Texas does not require a person to have a License to Carry or other documentation in order to carry a loaded handgun in a vehicle if the vehicle is owned by the person or under the person’s control. The said gun must be “concealed” or out of plain sight to be lawfully carried. Many gun owners carry firearms in a vehicle as a means of protection, but interpretations of the law can become confusing when you introduce extenuating circumstances, such as minors.
SMB Defense Lawyer, Shawn McDonald walks through some scenarios on vehicle gun safety and minors to explain what legal responsibility you have as a gun-owning parent in the state of Texas.

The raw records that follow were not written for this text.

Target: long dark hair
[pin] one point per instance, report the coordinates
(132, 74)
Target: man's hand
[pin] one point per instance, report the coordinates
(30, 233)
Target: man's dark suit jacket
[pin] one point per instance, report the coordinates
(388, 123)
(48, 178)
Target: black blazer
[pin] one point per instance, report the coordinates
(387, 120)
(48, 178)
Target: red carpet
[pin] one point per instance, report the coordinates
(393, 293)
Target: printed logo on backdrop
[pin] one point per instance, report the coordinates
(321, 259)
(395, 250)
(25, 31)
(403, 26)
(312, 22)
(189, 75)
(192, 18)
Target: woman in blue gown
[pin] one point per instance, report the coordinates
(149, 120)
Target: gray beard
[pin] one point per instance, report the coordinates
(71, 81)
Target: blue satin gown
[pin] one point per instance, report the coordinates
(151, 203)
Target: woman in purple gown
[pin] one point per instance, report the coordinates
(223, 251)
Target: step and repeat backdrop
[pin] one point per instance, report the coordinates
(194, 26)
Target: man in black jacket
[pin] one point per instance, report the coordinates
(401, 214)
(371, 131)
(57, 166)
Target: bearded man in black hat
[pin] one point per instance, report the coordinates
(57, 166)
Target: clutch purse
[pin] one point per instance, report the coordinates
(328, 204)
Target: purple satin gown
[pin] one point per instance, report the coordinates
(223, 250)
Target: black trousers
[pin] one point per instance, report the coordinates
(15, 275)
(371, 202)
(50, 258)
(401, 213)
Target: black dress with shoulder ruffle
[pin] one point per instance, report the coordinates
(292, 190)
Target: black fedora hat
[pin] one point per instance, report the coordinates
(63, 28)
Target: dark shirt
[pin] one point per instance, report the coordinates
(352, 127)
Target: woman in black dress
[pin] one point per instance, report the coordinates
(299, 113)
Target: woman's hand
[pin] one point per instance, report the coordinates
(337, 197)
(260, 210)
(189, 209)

For instance, what liability do you have if a minor accesses a firearm in your parked vehicle and harms someone with it? If a child garners access to your firearms, they cannot be violating any law to obtain the firearm, such as breaking into your car or committing a left. Texas law provides gun owners protection against the above example.
Here’s another scenario. What if you are traveling with a minor (your child or someone else’s) in your vehicle and that minor accesses your gun and injures himself or someone else? McDonald comments that even if that minor does not injure another party, you could be charged if someone calls law enforcement. At that point, you would made a “readily dis-chargeable firearm” available to a minor without implementing a safeguard in place to prevent accessibility.
Under Texas law, parents must safely secure firearms from minors, and it’s a serious offense if you are inattentive or unintentionally reckless. As the parent and the gun owner, you must prevent firearms “access” to minors by all means necessary to reduce your liability. Not only for your liability but for the safety of others. You should be mindful of human life by maintaining strict safeguards for your firearms.